— The issue presented here is whether a plaintiff seeking damages for personal injuries is entitled to disclosure, by way of pretrial examination or discovery, of information as to defendant’s financial worth or condition on the issue of exemplary or punitive damages.
Plaintiffs argue that such information is germane with respect to their claim for punitive damages. We are here concerned only with whether or not such information is properly within the scope of discovery proceedings as distinct from determining the admissibility of such evidence at trial.
Plaintiffs have called to our attention two lower court decisions in Pennsylvania which have permitted such discovery: Judson v. Tracey, 25 D. & C. 2d 97 (1961), and Shor v. Redden, 33 D. & C. 2d 179 (1964). While both of those cases were actions in trespass, neither one involved claims for personal injuries due to motor vehicle collisions. In Judson, plaintiff claimed both compensatory and punitive damages based upon defendant’s alleged malicious assault and battery, and, in Shor, similar damages weresought from a defendant allegedly resulting from her living in an adulterous relationship with plaintiff’s husband.

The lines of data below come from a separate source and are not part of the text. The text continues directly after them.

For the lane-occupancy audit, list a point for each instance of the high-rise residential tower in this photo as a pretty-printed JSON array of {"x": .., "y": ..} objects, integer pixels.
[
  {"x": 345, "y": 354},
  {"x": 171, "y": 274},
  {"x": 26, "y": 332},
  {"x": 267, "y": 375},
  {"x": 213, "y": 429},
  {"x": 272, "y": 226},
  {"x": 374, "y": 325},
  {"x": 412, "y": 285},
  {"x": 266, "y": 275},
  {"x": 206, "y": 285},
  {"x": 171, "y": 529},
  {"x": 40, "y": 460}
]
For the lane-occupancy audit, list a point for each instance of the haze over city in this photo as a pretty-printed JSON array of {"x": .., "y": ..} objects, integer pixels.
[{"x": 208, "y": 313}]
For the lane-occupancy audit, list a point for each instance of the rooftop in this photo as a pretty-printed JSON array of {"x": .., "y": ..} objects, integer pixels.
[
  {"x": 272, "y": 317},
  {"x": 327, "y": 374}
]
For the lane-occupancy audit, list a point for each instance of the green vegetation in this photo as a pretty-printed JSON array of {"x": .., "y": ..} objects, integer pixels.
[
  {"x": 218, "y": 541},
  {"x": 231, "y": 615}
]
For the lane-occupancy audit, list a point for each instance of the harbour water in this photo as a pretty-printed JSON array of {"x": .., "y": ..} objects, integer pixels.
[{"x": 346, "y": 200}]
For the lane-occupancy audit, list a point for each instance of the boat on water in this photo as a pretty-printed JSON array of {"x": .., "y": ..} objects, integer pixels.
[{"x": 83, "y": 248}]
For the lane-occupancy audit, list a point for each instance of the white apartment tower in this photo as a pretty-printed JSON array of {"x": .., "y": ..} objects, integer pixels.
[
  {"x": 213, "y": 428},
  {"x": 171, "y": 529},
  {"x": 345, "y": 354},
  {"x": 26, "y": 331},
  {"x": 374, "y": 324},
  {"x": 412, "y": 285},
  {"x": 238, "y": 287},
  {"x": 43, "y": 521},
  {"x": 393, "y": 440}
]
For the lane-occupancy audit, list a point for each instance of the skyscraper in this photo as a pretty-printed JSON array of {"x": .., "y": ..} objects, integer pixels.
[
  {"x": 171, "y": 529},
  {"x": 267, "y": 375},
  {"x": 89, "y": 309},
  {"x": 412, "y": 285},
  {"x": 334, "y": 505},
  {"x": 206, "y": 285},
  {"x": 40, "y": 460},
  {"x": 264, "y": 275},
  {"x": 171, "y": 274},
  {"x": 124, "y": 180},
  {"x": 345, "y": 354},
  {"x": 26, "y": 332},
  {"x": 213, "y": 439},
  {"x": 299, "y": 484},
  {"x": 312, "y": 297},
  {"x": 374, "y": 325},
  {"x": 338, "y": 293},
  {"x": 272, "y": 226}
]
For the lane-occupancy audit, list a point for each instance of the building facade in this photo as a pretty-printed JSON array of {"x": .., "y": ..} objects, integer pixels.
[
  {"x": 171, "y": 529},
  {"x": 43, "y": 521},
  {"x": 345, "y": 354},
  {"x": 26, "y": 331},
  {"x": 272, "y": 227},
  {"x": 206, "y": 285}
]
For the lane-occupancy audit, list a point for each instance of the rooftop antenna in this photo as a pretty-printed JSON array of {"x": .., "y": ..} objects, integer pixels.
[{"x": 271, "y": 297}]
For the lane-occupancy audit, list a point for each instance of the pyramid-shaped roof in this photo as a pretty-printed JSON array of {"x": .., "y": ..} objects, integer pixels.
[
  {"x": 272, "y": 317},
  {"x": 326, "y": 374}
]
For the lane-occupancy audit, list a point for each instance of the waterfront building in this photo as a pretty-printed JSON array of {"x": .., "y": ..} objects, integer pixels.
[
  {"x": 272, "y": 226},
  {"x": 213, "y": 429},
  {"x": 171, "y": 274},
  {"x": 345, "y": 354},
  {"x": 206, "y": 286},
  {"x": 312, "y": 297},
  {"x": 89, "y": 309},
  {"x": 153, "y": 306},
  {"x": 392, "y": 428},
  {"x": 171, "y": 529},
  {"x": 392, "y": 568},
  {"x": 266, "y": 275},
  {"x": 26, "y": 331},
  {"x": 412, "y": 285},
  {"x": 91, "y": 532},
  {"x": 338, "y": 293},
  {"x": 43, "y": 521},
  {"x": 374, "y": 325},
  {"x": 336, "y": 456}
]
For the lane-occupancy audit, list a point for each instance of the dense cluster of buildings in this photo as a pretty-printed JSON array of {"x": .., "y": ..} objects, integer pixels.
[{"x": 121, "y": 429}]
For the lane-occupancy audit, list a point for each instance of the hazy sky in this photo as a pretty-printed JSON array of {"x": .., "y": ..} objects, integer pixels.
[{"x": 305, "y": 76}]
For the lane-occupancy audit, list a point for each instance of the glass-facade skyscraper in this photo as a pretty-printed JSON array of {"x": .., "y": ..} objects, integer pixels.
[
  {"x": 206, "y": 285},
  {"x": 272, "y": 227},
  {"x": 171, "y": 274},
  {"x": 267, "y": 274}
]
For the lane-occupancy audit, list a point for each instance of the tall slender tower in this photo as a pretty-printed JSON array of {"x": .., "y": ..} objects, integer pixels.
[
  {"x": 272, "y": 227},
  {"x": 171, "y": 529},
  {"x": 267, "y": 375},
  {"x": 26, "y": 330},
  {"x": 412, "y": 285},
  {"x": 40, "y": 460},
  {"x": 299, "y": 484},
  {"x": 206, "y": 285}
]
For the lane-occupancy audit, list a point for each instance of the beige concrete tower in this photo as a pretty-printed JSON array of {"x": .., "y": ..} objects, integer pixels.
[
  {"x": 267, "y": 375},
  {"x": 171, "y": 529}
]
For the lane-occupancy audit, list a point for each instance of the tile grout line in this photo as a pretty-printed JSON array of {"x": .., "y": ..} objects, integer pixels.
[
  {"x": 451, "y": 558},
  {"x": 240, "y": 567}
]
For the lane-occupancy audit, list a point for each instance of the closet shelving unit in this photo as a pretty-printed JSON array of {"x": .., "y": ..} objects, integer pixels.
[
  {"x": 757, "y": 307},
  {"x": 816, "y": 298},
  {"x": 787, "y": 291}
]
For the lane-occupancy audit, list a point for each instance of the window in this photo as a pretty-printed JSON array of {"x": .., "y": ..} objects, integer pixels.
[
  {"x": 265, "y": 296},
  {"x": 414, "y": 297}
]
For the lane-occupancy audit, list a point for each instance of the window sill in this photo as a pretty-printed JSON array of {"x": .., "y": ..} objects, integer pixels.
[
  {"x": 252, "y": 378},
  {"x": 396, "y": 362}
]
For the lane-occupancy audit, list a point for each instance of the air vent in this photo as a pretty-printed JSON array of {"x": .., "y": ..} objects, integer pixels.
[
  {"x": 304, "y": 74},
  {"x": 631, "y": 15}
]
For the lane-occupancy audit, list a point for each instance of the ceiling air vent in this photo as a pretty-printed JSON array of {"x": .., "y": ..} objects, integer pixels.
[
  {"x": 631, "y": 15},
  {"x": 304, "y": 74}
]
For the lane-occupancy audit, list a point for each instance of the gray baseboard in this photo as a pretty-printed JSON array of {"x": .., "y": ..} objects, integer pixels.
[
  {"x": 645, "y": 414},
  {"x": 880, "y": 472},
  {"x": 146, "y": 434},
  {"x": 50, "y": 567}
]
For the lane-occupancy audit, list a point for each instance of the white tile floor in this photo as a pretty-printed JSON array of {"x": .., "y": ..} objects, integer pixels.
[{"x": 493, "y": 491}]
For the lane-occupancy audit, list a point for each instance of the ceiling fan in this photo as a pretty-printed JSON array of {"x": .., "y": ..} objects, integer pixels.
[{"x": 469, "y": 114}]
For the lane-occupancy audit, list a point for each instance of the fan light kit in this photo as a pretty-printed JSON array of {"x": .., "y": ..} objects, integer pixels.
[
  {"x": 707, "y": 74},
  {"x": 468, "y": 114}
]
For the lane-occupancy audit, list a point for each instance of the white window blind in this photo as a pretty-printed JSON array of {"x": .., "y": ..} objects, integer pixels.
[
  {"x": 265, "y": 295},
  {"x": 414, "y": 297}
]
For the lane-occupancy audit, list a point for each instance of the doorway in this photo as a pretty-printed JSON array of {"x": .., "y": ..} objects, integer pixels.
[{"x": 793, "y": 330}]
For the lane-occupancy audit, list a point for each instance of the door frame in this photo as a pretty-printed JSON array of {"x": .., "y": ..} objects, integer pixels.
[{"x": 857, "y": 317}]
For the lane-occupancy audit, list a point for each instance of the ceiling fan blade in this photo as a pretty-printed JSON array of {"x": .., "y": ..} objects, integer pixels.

Under proper circumstances, punitive damages may be recoverable in claims arising out of motor vehicle collisions (Focht v. Rabada, 217 Pa. Superior Ct. 35, 268 A. 2d 157 (1970)); however, we are inclined to agree with the opinion expressed by President Judge Sweet in Avolia v. Hesslink, 49 Wash. Co. 11 (1968), that instances of reported cases of recovery are rare.
It seems appropriate to inquire as to whether the matters pursued here would be admissible at trial, bearing in mind that exemplary damages are not to *342be considered as a reward for the offended party but rather to punish the offender for the latter’s outrageous conduct.
Aside from the oft-repeated statement that punitive damages are not to be disproportionate to compensatory damages, reported authority seems sparse on the question of what evidence is admissible at trial in support of a claim for punitive damages, and specifically whether or not defendant’s assets, financial circumstances, net worth and the like are pertinent. Thus, in Hughes v. Babcock et al., 349 Pa. 475, 37 A. 2d 551 (1944), the court said:
‘Although there is no fixed rule governing the amount which should be awarded as exemplary damages, it must not be disproportionate to the award of compensatory damages, (citing cases) ... in determining the amount of punitive damages, not merely the act itself must be considered, but all of the surrounding circumstances, including the motives of the wrongdoer, and the relations between the parties.”
The aforequoted section was recently cited with approval by the Supreme Court in Chambers v. Montgomery, 411 Pa. 339, 192 A. 2d 355 (1963).
Even assuming that the possibility exists that the facts of the instant case might justify punitive damages, at this juncture, with the exception of the bald averments of the complaint, there is nothing else of record substantiating such claim; consequently, we will prohibit such inquiry.
We believe that the pitfalls and abuses that could result by opening the door to discovery of this nature exceed the benefits that could be derived therefrom. To permit discovery of assets on the basis of averments in a complaint would permit every plaintiff to routinely plead exemplary damages in automobile cases with consequential harassment, possible inva*343sion of privacy and other deleterious effects on defendants. In our view, that would violate the spirit and intent of discovery proceedings.
ORDER
And now, October 17, 1972, after argument, defendant’s objections to plaintiffs’ interrogatories are sustained and plaintiffs’ rule issued on September 1, 1972, is discharged.